4.9.07

Os que desbravam, os que elucidam

Depois de tanto tempo longe das luzes da cidade volto a Salvador e não me sinto um cego agradecido por retomar a visão destes escolhos, andrajos elegantes, deslumbres inconseqüentes atados à ditadura da novidade. Não sou dos que militam contra o progresso, mas acho importante desconfiar dele. Meditar sobre o que perdemos em troca de facilidades tecnológicas.
Fico triste. Parece que nunca teremos outro Vermeer. Ele que soube aproveitar e entender tão bem a luz do dia através de uma janela como um toque que doura e dignifica o nível do facilmente digerível e perceptível e (claro) lúbrico, como tema e a penumbra que lhe fazia oposição e ocultava a gama de significados necessários ao mistério e à tudo que, por permanecer indecifrável, é o lugar de sobrevivência da arte.
Não é tão alegre acionar um interruptor e ver despejar-se agressivamente a luz amarela de uma lâmpada elétrica como era alegre, intimamente alegre, o acender dos candeeiros. Um ritual magnífico quando se levantavam os adultos todos juntos seguindo pelo corredor escuro. Logo uma luz mortiça na cozinha e o cheiro delicioso de querosene. Avançavam o corredor cada qual com seu candeeiro como uma procissão e depunham-nos sobre as mesas ou penduravam-lhes aos ganchos presos nos caibros do telhado.

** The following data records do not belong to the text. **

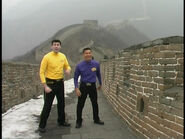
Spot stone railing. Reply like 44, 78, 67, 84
101, 44, 184, 138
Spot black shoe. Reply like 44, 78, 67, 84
94, 120, 104, 125
58, 122, 71, 127
76, 123, 82, 128
38, 127, 46, 133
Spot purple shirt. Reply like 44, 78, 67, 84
74, 60, 102, 88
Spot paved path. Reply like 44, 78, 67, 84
39, 92, 145, 139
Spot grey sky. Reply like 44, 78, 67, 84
2, 0, 183, 59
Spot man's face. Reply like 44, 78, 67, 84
51, 42, 61, 53
83, 50, 92, 61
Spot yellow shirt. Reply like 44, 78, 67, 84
40, 51, 71, 83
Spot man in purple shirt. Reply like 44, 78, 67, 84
74, 48, 104, 128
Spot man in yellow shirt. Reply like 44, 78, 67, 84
38, 40, 71, 132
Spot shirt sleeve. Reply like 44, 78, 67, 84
40, 56, 48, 83
74, 65, 80, 88
64, 57, 71, 70
96, 63, 102, 85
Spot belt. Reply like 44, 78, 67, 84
46, 78, 63, 84
80, 82, 95, 86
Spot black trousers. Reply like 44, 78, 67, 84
76, 83, 100, 123
39, 79, 65, 128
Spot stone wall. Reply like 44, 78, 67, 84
101, 44, 184, 138
2, 62, 43, 113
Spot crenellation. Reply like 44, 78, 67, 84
101, 43, 184, 138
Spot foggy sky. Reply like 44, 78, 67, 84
2, 0, 183, 59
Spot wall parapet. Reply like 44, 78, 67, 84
101, 43, 184, 138
2, 62, 43, 113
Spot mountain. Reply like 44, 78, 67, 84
105, 21, 150, 46
13, 20, 148, 65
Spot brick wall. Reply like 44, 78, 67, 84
2, 62, 43, 112
101, 44, 184, 138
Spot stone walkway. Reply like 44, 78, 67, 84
39, 92, 143, 139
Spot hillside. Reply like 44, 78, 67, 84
13, 20, 150, 65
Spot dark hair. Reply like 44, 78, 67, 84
82, 47, 91, 53
51, 40, 61, 45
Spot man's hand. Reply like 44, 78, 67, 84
97, 85, 101, 90
44, 84, 52, 93
75, 88, 81, 97
65, 69, 71, 75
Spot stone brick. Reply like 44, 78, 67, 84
159, 59, 177, 64
158, 84, 173, 91
177, 72, 184, 78
141, 65, 152, 70
176, 65, 184, 72
148, 71, 159, 77
144, 88, 153, 94
145, 77, 153, 82
149, 59, 159, 65
164, 78, 175, 85
175, 116, 184, 125
159, 71, 176, 78
154, 77, 164, 84
168, 45, 183, 52
142, 82, 157, 89
141, 60, 149, 65
137, 76, 145, 81
175, 78, 184, 84
176, 53, 184, 58
178, 58, 184, 64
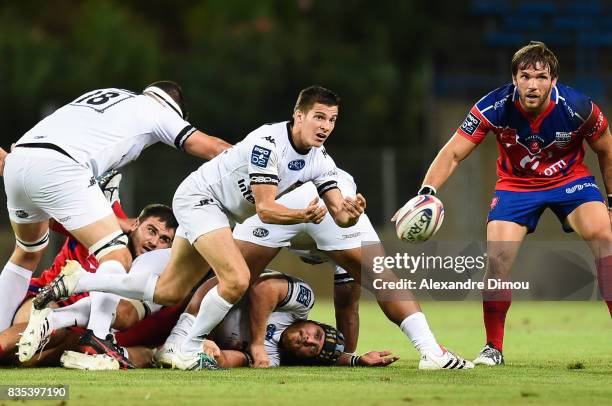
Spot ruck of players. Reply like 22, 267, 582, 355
0, 42, 612, 373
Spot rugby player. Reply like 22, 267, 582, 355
155, 270, 399, 368
9, 204, 178, 365
31, 86, 366, 369
234, 169, 473, 369
408, 42, 612, 366
0, 81, 229, 330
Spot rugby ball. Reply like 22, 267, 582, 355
395, 195, 444, 243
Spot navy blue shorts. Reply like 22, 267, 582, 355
487, 176, 604, 233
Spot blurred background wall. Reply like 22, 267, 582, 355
0, 0, 612, 294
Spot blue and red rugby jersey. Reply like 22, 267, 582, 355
457, 83, 608, 192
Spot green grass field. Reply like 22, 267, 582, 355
0, 301, 612, 406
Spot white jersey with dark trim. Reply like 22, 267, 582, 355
214, 271, 315, 367
194, 121, 337, 222
17, 88, 196, 176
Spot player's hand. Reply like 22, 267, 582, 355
342, 193, 366, 219
202, 340, 221, 360
359, 351, 399, 367
250, 344, 270, 368
304, 197, 327, 224
0, 148, 8, 176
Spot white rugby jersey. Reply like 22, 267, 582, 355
17, 88, 196, 176
190, 121, 337, 222
215, 272, 315, 366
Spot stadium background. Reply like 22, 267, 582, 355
0, 0, 612, 296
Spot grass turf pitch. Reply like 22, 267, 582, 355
0, 301, 612, 405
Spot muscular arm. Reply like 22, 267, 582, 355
334, 282, 361, 353
251, 185, 327, 224
323, 188, 366, 227
590, 128, 612, 194
423, 133, 478, 189
248, 276, 289, 367
183, 130, 231, 160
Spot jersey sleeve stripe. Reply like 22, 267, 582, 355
317, 180, 338, 197
174, 125, 196, 151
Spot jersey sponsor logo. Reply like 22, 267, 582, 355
266, 324, 276, 340
15, 210, 29, 219
499, 128, 518, 147
251, 145, 272, 168
253, 227, 270, 238
340, 231, 361, 240
405, 209, 433, 241
295, 285, 312, 307
461, 113, 480, 135
238, 179, 255, 204
565, 182, 599, 195
491, 196, 499, 210
555, 131, 572, 148
525, 134, 544, 155
287, 159, 306, 171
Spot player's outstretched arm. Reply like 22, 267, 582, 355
251, 184, 327, 224
247, 276, 289, 368
336, 350, 399, 367
423, 133, 478, 190
323, 188, 366, 227
183, 130, 232, 160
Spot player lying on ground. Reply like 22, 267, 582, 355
234, 169, 473, 369
0, 248, 184, 369
408, 42, 612, 365
10, 172, 178, 363
0, 81, 229, 330
31, 86, 366, 368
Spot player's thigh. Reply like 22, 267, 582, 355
567, 202, 612, 257
155, 236, 210, 303
325, 247, 363, 283
235, 240, 280, 283
193, 227, 249, 292
487, 220, 528, 278
10, 220, 49, 271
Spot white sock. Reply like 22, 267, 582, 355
181, 286, 233, 352
87, 261, 125, 338
400, 312, 443, 356
50, 297, 91, 330
166, 313, 195, 344
75, 272, 159, 301
0, 261, 32, 331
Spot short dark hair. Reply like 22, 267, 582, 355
293, 85, 340, 113
138, 203, 178, 229
511, 41, 559, 78
145, 80, 189, 119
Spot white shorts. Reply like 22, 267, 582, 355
4, 147, 113, 230
172, 176, 230, 245
234, 209, 380, 251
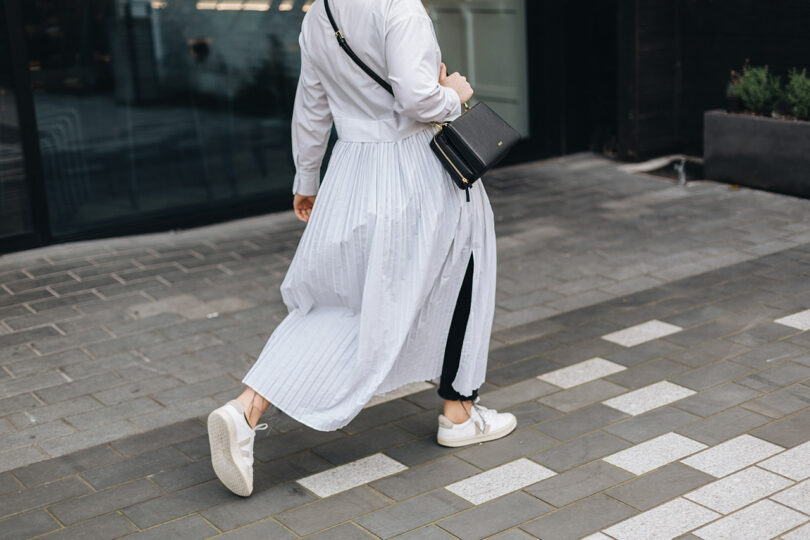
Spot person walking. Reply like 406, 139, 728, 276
208, 0, 517, 496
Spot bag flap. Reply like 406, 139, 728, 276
444, 102, 520, 175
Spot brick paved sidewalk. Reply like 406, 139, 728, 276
0, 154, 810, 540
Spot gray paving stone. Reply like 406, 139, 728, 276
343, 399, 422, 434
355, 490, 470, 538
150, 458, 215, 491
65, 397, 161, 430
605, 407, 700, 443
0, 510, 59, 540
677, 407, 771, 446
382, 525, 455, 540
122, 480, 237, 529
606, 463, 716, 510
92, 375, 183, 405
81, 448, 188, 489
8, 396, 102, 429
0, 420, 76, 451
539, 380, 627, 412
304, 523, 378, 540
150, 375, 242, 406
524, 461, 633, 508
0, 394, 41, 416
737, 362, 810, 392
39, 421, 138, 457
12, 446, 121, 487
111, 420, 207, 456
492, 529, 536, 540
118, 514, 218, 540
732, 341, 807, 369
0, 477, 92, 518
487, 356, 563, 386
131, 396, 223, 431
40, 514, 137, 540
504, 401, 560, 427
489, 337, 560, 366
369, 456, 481, 501
33, 373, 127, 404
48, 478, 163, 525
667, 339, 756, 369
745, 384, 810, 418
751, 410, 810, 448
251, 428, 342, 461
537, 405, 628, 441
312, 426, 413, 465
456, 428, 557, 469
672, 360, 753, 390
378, 434, 456, 467
0, 472, 22, 495
675, 383, 760, 417
277, 486, 393, 536
0, 372, 70, 398
529, 431, 630, 472
200, 482, 316, 531
520, 495, 636, 540
394, 409, 439, 437
479, 379, 559, 410
605, 358, 689, 389
438, 491, 552, 539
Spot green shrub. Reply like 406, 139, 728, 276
733, 65, 782, 114
785, 68, 810, 120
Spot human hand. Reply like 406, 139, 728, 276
293, 193, 315, 223
439, 62, 473, 103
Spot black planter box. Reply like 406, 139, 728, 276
703, 110, 810, 198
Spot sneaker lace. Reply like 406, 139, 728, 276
239, 422, 268, 470
472, 398, 497, 431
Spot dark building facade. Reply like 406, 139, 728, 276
0, 0, 810, 253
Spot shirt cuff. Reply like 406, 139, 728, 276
293, 172, 321, 197
441, 86, 461, 121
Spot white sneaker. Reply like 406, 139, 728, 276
208, 399, 267, 497
436, 398, 517, 446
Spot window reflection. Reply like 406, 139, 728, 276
0, 4, 33, 238
23, 0, 311, 235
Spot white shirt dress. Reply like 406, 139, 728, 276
242, 0, 496, 431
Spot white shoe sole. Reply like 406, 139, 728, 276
436, 418, 517, 447
208, 409, 253, 497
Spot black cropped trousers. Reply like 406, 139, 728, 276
438, 253, 478, 401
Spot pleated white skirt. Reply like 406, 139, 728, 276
242, 126, 496, 431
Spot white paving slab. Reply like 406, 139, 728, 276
602, 381, 695, 416
602, 319, 683, 347
782, 524, 810, 540
759, 442, 810, 480
445, 458, 557, 504
682, 435, 784, 478
602, 433, 706, 474
773, 309, 810, 330
297, 454, 408, 497
604, 498, 720, 540
693, 500, 808, 540
684, 467, 793, 514
537, 358, 627, 388
771, 480, 810, 516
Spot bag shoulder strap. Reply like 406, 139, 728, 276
324, 0, 394, 96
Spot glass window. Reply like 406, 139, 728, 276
23, 0, 312, 236
423, 0, 529, 137
0, 2, 33, 238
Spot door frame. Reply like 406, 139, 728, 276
0, 0, 51, 254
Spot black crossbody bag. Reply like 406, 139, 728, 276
324, 0, 520, 202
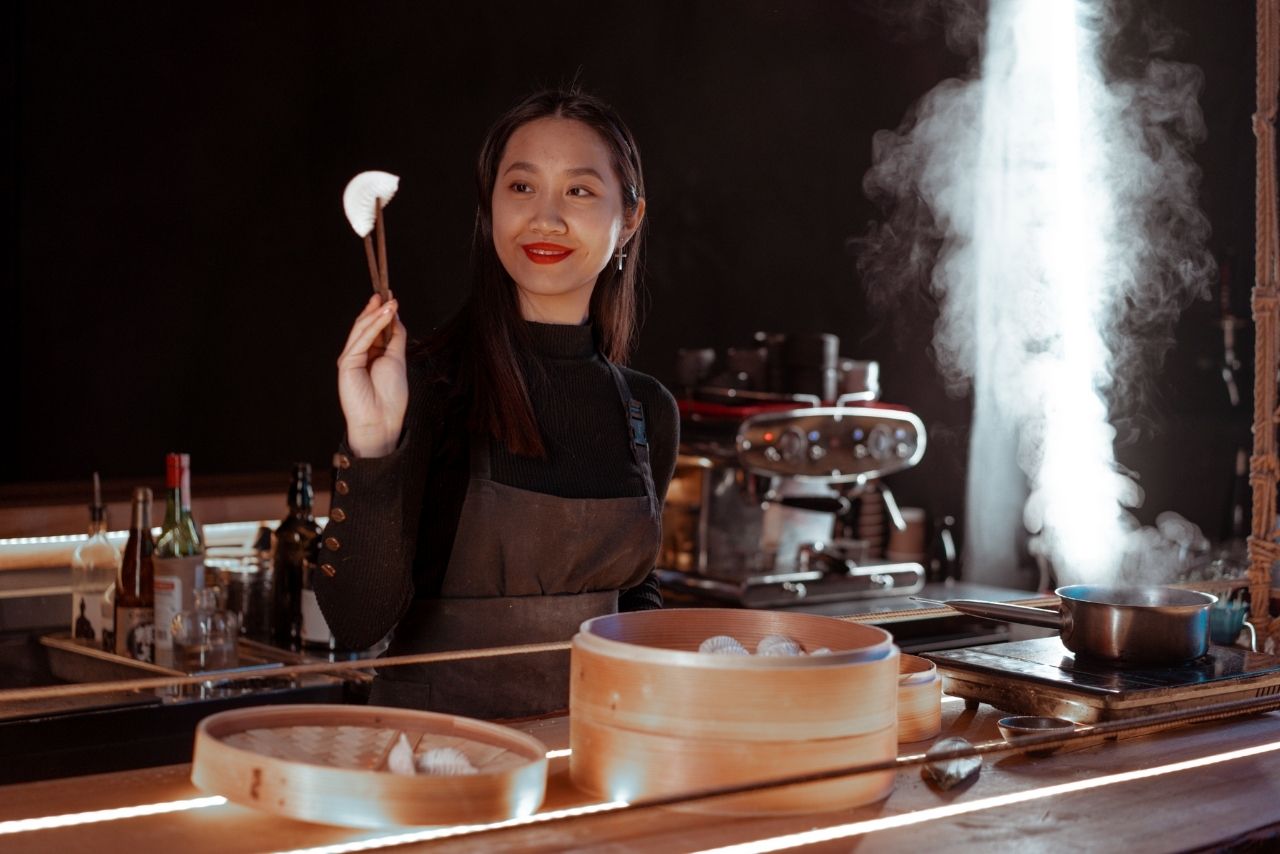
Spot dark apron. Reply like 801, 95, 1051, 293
369, 364, 662, 718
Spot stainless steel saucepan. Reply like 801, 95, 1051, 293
943, 584, 1217, 665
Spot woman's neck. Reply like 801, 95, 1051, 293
520, 289, 591, 325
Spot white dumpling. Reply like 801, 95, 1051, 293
417, 748, 480, 777
387, 732, 416, 777
755, 635, 804, 656
698, 635, 751, 656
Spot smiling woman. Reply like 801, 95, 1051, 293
493, 118, 644, 323
315, 91, 678, 718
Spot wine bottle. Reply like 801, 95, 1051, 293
179, 453, 205, 552
115, 487, 155, 661
70, 471, 120, 649
271, 462, 318, 647
155, 453, 205, 667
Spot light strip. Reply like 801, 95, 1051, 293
695, 741, 1280, 854
0, 796, 227, 836
282, 800, 627, 854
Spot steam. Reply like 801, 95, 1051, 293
859, 0, 1213, 581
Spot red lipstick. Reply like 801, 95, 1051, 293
520, 243, 573, 264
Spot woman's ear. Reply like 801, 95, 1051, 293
618, 198, 644, 246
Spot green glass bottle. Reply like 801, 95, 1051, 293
155, 453, 205, 667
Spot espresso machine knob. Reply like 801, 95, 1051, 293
778, 428, 809, 462
867, 424, 897, 461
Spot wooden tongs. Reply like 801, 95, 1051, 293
342, 172, 399, 347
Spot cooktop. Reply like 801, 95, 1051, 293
924, 636, 1280, 723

Sempre em silêncio ou murmúrio porque logo em seguida o radio faria soar a ave-maria.
Fico imaginando o que meditavam sobre a invenção dos candeeiros os acostumados à fricção do sílex.

3 comentários:

ninguém disse...

ô texto inspirado, menino. entrei na cena e te juro que é ruim sair.
bj

Cynthia Lopes disse...

Mercúrio vive!!!! É bom desconfiar do que todo mundo parece adorar sem entender. Visitando outros mensageiros cheguei até seu blog (irresistível), um grande abraço, Cynthia

Petra Constantino disse...

Proguedir sem se esquecer num canto qualquer da vida, ou num munturo qualquer da via-láctea seria o segredo. Entendo que as coisas evoluem, e devem evoluir. Porém, não compreendo evolução como abandono. A base do novo está justamente no mais antigo. Mas, se o novo é uma novidade tão grande assim, que nem temos uma base dele em nossa memória, então diria que aí não houve evolução de uma mesma coisa, mas uma imposição de uma outra, e pior, com um falso rótulo de "melhor". Grande abraço!